目標数を集めて確認してみれば、この群生地の一割ほどしか減っていない。
「よし、これで十分だな」
「終わった~」
「もう遅いしここで今日の移動は終わりにしよう。
二人とも箱庭を開けるね」
「?」
と、華奈といつもの流れでやっていたのだがリリィの反応を見て<箱庭>の説明をしてなかったことに気づく。
まあ、いつ説明しても内容は一切変わらないし後で説明すればいいかと思いそのまま<箱庭>を展開させた。
「開け<箱庭>」
スキルを展開するキーワードを唱えると、僕たちの目の前に白い立方体が出現した。
立方体はふわふわと大体地面から一メートルのところで浮遊しておりゆっくりと回転している。
この立方体が“箱庭”に入るためのポータルとなる。
このスキル、実際に使えばすぐに理解できるようなものなのだが言葉だけで説明するとややこしい説明になってしまう。
そのため、先に使い方だけリリィに教える。
「リリィ、これに触れてみな」
僕の指示に従ってリリィはポータルに手を伸ばす。
それを追うように僕と華奈もポータルに向かって手を伸ばした。
手を触れた瞬間、視界が真っ白に染め上げられるのだった。
僕たちが転移した先は小さなコテージのある庭。
現在の視界にはいくつか花のアーチが掛かった小道とその先に見える丸太のコテージ。
そこ以外にも小道はいくつかあり、色々な花や木が植えてある。
前にも説明した通り“花園”の劣化空間を作成するスキルでこちらは範囲制限がある。
中に入るには発動者の許可が必要で許可が無いと立方体をすり抜けてしまい、触れることは出来ない。
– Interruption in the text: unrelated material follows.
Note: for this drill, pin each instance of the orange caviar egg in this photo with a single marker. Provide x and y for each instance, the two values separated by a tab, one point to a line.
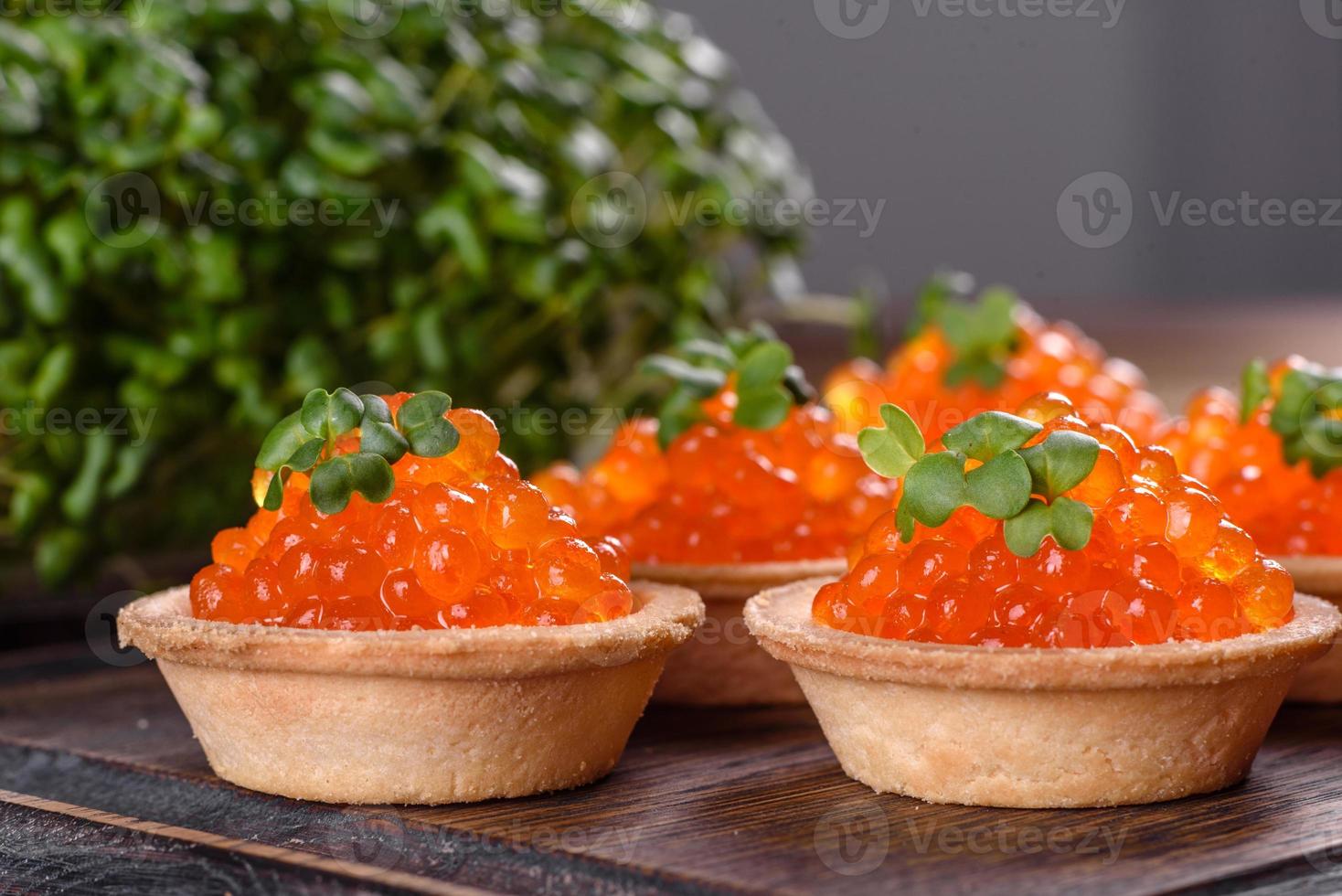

僕たちはコテージへの小道を進んでいき、コテージの中へと入る。
中はちょっと低めになった玄関があってすぐにリビングがある。
リビングは右側に玄関があって、左側が色々と揃ったキッチン。
中央手前側にダイニングテーブルがあって、奥側にゆっくりとくつろげるソファーとローテーブルが置いてある。
また、奥には二つのドアがあって左に入ると洗面所とトイレ、お風呂があり、右側が寝室でキングサイズのベッドが一つ置いてある。
靴を脱ぐと、僕たちは奥のソファーに座って一息つく。
「ふ~。
疲れたー」
「私もです」
二人はソファーに深々と座り込むと、お互いにもたれかかってぐったりとしている。
僕は<アイテムボックス>に常備してある冷えたお茶を注ぐと二人の前に出す。
二人はシンクロしたかのようにコップを取るとゴクゴクといい音を立てながら一気に飲み干していった。
「じゃあ、二人は休んでなよ。
夕飯は僕がカレーでも作るから」
「ナギ様、カレーって?」
「僕の世界の料理だよ。
本来はけっこう辛いんだけど、今日は甘めで作るつもり」
「じゃあ、楽しみにしています」
お茶を飲んで少しは復活したのか、僕の言葉に反応し目はキラキラしている。
「とりあえず、ご飯作り始めるから二人とも先にお風呂に入ってきていいよ」
「うん、じゃあお先にお風呂入って来るね。
リリィちゃんも行こ」
それを聞いた二人はすぐに立ち上がると服を脱ぎながらお風呂のあるドアに入っていった。
脱衣所が用意してあるが、そこに着く前に服を脱ぎ始めるということはお風呂に出来るだけ早く入りたかったのだろう。
僕はそれを見送りながらキッチンに向かうと、材料や調理器具の準備に取り掛かった。